Where the Coq lives

| Comments GitHub

Writing reflective tactics

One important aspect of Coq's logic is the special status given to computation: while some systems require one to apply explicit deductive steps to show that two given terms are equal, Coq's logic considers any two terms that evaluate to the same result to be equal automatically, without the need for additional reasoning.
Without getting into too much detail, we can illustrate this idea with some simple examples. Russell and Whitehead's seminal Principia Mathematica had to develop hundreds of pages of foundational mathematics before being able to prove that 1 + 1 = 2. In contrast, here's what this proof looks like in Coq:

Definition one_plus_one : 1 + 1 = 2 := erefl.

erefl is the only constructor of the eq type; its type, forall A (a : A), a = a, tells us that we can use it to prove that given term a is equal to itself. Coq accepts one_plus_one as a valid proof because, even though the two sides of the equation are not syntactically the same, it is able to use the definition of + to compute the left-hand side and check that the result is the same as the right-hand side. This also works for some statements with variables in them, for instance

Definition zero_plus_n n : 0 + n = n := erefl.

The same principle applies here: + is defined by case analysis on its first argument, and doesn't even need to inspect the second one. Since the first argument on the left-hand side is a constructor (0), Coq can reduce the expression and conclude that both sides are equal.
Unfortunately, not every equality is a direct consequence of computation. For example, this proof attempt is rejected:

Fail Definition n_plus_zero n : n + 0 = n := erefl.

What happened here? As mentioned before, + is defined by case analysis on the first argument; since the first argument of the left-hand side doesn't start with a constructor, Coq doesn't know how to compute there. As it turns out, one actually needs an inductive argument to prove this result, which might end up looking like this, if we were to check the proof term that Coq produces:

Fixpoint n_plus_zero n : n + 0 = n :=
  match n with
  | 0 => erefl
  | n.+1 => let: erefl := n_plus_zero n in erefl

It seems that, although interesting, computation inside Coq isn't of much use when proving something. Or is it?
In this post, I will show how computation in Coq can be used to write certified automation tactics with a technique known as proof by reflection. Reflection is extensively used in Coq and in other proof assistants as well; it is at the core of powerful automation tactics such as ring, and played an important role in the formalization of the Four-color theorem.
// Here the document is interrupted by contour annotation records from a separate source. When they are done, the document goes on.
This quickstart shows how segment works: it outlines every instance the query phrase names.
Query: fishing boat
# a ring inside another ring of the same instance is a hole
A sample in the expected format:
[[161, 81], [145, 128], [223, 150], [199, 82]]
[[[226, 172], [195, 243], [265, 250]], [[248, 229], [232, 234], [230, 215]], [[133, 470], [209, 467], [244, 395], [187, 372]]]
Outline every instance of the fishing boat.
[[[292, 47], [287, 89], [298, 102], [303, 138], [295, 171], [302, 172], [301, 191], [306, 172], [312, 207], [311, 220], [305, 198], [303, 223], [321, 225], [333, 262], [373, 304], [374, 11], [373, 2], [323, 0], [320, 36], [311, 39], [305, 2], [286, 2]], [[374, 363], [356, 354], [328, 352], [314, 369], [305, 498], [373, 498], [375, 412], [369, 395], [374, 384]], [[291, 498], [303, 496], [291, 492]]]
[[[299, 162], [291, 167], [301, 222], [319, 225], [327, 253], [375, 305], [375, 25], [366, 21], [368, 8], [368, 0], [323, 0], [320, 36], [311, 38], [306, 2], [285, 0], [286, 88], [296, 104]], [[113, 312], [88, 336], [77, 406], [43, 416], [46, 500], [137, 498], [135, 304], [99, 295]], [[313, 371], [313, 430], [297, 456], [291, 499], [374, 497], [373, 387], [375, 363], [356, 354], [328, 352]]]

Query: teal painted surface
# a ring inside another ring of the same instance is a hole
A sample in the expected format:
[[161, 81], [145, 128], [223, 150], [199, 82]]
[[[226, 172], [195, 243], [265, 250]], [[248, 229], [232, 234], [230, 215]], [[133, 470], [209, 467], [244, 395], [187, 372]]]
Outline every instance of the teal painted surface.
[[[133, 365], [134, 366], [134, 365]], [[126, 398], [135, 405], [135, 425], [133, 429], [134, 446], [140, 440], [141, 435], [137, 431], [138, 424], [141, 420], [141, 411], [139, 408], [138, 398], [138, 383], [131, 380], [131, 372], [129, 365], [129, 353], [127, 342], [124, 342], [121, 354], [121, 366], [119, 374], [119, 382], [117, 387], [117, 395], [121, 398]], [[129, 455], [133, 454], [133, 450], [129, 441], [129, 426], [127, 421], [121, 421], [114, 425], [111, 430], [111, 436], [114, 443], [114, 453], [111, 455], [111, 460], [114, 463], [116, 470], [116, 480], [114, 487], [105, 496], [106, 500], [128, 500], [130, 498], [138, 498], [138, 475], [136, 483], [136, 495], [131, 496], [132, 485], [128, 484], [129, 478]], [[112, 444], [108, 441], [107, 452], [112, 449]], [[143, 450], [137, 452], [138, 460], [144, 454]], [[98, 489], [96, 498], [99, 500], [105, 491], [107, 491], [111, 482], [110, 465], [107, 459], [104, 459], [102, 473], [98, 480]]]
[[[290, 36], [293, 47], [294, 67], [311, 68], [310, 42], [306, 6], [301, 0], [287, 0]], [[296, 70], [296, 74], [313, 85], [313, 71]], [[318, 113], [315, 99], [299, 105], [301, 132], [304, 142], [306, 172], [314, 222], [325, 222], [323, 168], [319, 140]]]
As a matter of fact, the name Ssreflect stands for small-scale reflection, due to the library's pervasive use of reflection and computation.
Let's see how reflection works by means of a basic (but interesting) example: a tactic for checking equalities between simple expressions involving natural numbers.

Arithmetic with reflection

Imagine that we were in the middle of a proof and needed to show that two natural numbers are equal:

Lemma lem n m p : (n + m) * p = p * m + p * n.

ring is powerful enough to solve this goal by itself, but just for the sake of the example, suppose that we had to prove it by hand. We could write something like

Proof. by rewrite mulnDl (mulnC n) (mulnC m) addnC. Qed.

This was not terribly complicated, but there's certainly room for improvement. In a paper proof, a mathematician would probably assume that the reader is capable of verifying this result on their own, without any additional detail. But how exactly would the reader proceed?
In the case of the simple arithmetic expression above, it suffices to apply the distributivity law as long as possible, until both expressions become a sum of monomials. Then, thanks to associativity and commutativity, we just have to reorder the factors and terms and check that both sides of the equation match.
The idea of proof by reflection is to reduce a the validity of a logical statement to a symbolic computation, usually by proving a theorem of the form thm : b = true -> P with b : bool. If b can be computed explicitly and reduces to true, then Coq recognizes erefl as a proof of b = true, which means that thm erefl becomes a proof of P.
To make things concrete, let's go back to our example. The idea that we described above for checking whether two numbers are equal can be used whenever we have expressions involving addition, multiplication, and variables. We will define a Coq data type for representing such expressions, as we will need to compute with them:

Inductive expr :=
| Var of nat
| Add of expr & expr
| Mul of expr & expr.

Variables are represented by natural numbers using the Var constructor, and Add and Mul can be used to combine expressions. The following term, for instance, represents the expression n * (m + n):

Example expr_ex :=
  Mul (Var 0) (Add (Var 1) (Var 0)).

where Var 0 and Var 1 denote n and m, respectively.
If we are given a function vals assigning variables to numbers, we can compute the value of an expression with a simple recursive function:

Fixpoint nat_of_expr vals e :=
  match e with
  | Var v => vals v
  | Add e1 e2 => nat_of_expr vals e1 + nat_of_expr vals e2
  | Mul e1 e2 => nat_of_expr vals e1 * nat_of_expr vals e2

Now, since every expression of that form can be written as a sum of monomials, we can define a function for converting an expr to that form:

Fixpoint monoms e :=
  match e with
  | Var v => [:: [:: v] ]
  | Add e1 e2 => monoms e1 ++ monoms e2
  | Mul e1 e2 => [seq m1 ++ m2 | m1 <- monoms e1, m2 <- monoms e2]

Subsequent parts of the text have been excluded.